Gruño con deliberada molestia mientras golpeteaba el pie con la punta de su zapato y un poco de fuerza.

— ¡No me ignores! — este tarareaba y sonreía mientras seguía con aquellas galletas. Que más allá de verse apetitosas, le hacían enojar más — ¡Aesop! — se acercó a este en su rabieta. Odiaba, detestaba, repudiaba. Cuando no le hacían caso.

Tanto que volvió a olvidar su objetivo.

Trato de llamar su atención una y otra vez, entre reclamos y muestras de queja. Empujando la bandeja de galletas lejos de él, tocando su espalda y halándole de su camisa.

Nada, el muy desgraciado lo siguió ignorando.

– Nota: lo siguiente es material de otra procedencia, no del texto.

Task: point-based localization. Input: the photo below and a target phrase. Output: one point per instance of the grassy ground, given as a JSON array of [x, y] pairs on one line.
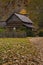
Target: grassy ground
[[18, 51]]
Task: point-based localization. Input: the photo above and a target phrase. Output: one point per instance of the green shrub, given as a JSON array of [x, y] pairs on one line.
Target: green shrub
[[40, 33]]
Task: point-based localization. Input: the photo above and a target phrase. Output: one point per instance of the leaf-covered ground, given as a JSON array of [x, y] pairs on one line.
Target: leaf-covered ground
[[18, 51]]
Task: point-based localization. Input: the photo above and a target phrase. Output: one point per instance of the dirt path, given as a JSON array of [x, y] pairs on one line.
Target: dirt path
[[38, 42]]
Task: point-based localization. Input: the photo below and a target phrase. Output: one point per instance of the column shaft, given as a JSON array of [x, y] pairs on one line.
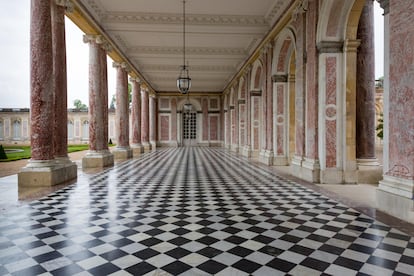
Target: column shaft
[[41, 81], [145, 118], [136, 112], [60, 82], [152, 121], [365, 96], [122, 104]]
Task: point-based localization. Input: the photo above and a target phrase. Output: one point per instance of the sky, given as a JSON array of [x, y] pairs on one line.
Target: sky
[[15, 66]]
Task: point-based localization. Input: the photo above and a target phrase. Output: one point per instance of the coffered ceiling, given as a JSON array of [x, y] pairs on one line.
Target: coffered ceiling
[[220, 36]]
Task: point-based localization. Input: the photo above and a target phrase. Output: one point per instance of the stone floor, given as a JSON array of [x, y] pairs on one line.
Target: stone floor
[[197, 211]]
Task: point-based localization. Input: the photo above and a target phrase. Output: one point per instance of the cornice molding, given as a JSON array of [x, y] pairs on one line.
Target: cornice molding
[[189, 51], [208, 68], [191, 19]]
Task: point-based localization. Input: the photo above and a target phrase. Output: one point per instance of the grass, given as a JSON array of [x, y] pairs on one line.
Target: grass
[[27, 153]]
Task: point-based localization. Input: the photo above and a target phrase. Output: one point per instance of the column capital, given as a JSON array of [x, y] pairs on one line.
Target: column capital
[[122, 65], [351, 45], [135, 79], [280, 78], [98, 39], [330, 47], [67, 4], [385, 4]]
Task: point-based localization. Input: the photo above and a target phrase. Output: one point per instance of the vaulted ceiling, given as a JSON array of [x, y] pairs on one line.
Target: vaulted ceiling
[[220, 36]]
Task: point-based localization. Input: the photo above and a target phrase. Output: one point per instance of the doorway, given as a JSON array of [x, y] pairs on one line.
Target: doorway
[[189, 128]]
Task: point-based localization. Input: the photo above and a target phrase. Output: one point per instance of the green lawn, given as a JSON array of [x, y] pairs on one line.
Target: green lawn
[[26, 153]]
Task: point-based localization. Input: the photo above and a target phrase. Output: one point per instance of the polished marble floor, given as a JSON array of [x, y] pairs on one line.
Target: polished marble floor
[[196, 211]]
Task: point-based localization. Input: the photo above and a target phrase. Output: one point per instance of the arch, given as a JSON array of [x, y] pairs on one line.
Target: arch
[[285, 44], [257, 76], [194, 102]]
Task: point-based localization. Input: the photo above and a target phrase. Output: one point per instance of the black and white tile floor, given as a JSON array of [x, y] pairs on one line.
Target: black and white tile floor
[[195, 211]]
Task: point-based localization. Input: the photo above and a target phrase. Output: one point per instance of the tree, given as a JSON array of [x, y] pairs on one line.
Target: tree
[[79, 105], [113, 100], [380, 126]]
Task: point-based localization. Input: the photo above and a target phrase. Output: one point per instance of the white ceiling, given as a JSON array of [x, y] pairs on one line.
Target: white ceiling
[[220, 36]]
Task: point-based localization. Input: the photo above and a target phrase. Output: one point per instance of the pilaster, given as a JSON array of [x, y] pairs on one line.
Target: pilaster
[[122, 149], [98, 154], [137, 148]]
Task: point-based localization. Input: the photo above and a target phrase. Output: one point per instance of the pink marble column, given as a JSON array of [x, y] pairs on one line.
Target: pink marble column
[[41, 82], [174, 137], [204, 109], [269, 105], [122, 106], [98, 154], [365, 96], [145, 119], [136, 115], [152, 121], [60, 84]]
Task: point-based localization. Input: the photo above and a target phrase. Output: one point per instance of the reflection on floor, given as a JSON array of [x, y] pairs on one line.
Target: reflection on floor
[[195, 211]]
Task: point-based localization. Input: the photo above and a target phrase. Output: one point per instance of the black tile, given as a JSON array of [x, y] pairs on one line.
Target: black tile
[[176, 268], [104, 269], [382, 262], [209, 252], [67, 270], [207, 240], [281, 265], [301, 250], [332, 249], [33, 270], [47, 256], [141, 268], [315, 264], [349, 263], [146, 253], [211, 267], [240, 251], [270, 250], [113, 255], [179, 241], [361, 248], [246, 266], [178, 252], [235, 239]]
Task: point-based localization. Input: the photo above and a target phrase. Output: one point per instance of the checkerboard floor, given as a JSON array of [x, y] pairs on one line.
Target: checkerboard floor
[[195, 211]]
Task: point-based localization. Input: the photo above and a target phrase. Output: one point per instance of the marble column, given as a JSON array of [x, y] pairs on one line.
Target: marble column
[[153, 122], [396, 191], [365, 96], [122, 149], [145, 120], [42, 169], [247, 150], [136, 146], [98, 154]]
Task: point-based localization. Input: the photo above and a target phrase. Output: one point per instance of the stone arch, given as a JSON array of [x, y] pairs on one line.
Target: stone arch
[[337, 47], [257, 76], [284, 96]]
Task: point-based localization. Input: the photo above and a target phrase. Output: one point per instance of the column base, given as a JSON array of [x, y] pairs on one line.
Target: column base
[[235, 148], [122, 153], [98, 159], [246, 151], [137, 149], [147, 147], [306, 169], [395, 197], [153, 145], [46, 173], [369, 171], [311, 170], [266, 157], [280, 161]]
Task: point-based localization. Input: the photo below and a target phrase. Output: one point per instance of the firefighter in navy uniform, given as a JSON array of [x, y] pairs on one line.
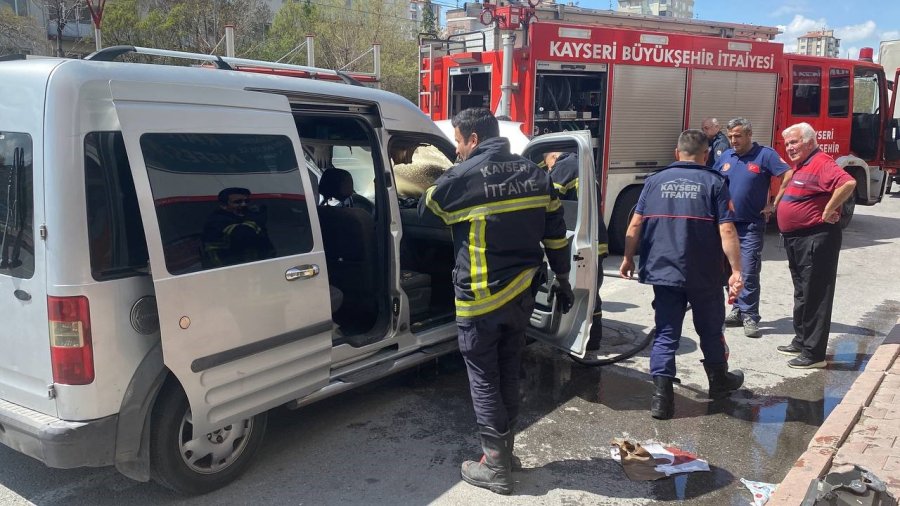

— Aesop... — tirito con rabia y furioso. Sosteniéndose del borde de la camisa ajena. Más que molesto y a punto de llorar — ¡Unas galletas son más importantes para ti que yo! — gritó con molestia mientras le soltaba con indignación y se giraba sobre sus talones dispuesto a hacerle pagar por su osadía.

No se le fue permitido.

Unas fuertes manos le tomaron por la cintura levantándole del suelo. Tan pronto como le hacían girarse apegandose al ajeno.

La gota que derramó el vaso. Se podría decir.

— ¡Déjame en paz!,¡Tu-!¡Tonto! — lloriqueo enfurecido tratando de alejarse del ojigris. Pero para su desgracia y desventaja, este era más fuerte que él.

Aunque jamás más astuto.

— ya ya, calmate...no es para tanto — le atrajo más, haciéndole enojar cada vez un poco por encima de lo que podía. ¿Como se podía sentir tanta rabia? — cariño — canturreo mientras se negaba a mirarle con el ceño fruncido. No cedería — Kitty — le miró con rabia, eso sí lo provocó.

Tal vez abuso un poco de que, siempre llevaba zapatos con tacón. ¿Pero que importaba? Estaba jodidamente enfurecido.

Le piso con fuerza, haciendo que le soltase y se quejará de dolor. Pero como el muy ruin y malvado que era se empezó a reír.

Se dispuso a marcharse de la cocina con toda su indignación. Pero al muy tonto de su pareja realmente le gustaba provocar.

Tan pronto como trato de escapar, fue atrapado. Pero he allí el punto.

¿Quién dijo que se la dejaría fácil?

Se giró para encararlo con disgusto. Sin contar con que la baldosa del suelo era resbaladiza y podría estamparse contra la superficie de cerámica. Arrastró a Aesop consigo y este a las galletas. Dejando caer la bandeja.

El eco hizo el favor de hacer el estruendo más alto.

Enrojeció por completo, entre pequeños quejidos y lloriqueos mientras se escondía en el pecho de su pareja, avergonzado y con evidente dolor.

Ese día se había torcido por primera vez en 27 años el tobillo.

Fue tratado y medicado, obligado a quedarse en su habitación con un Carl Aesop muy preocupado y arrepentido que siempre le ayudaba y le traía de comer.

Se lo había ganado por curioso...pero no sé rendiría.

Intento uno, ver si se sacaba los guantes al cocinar, fallido.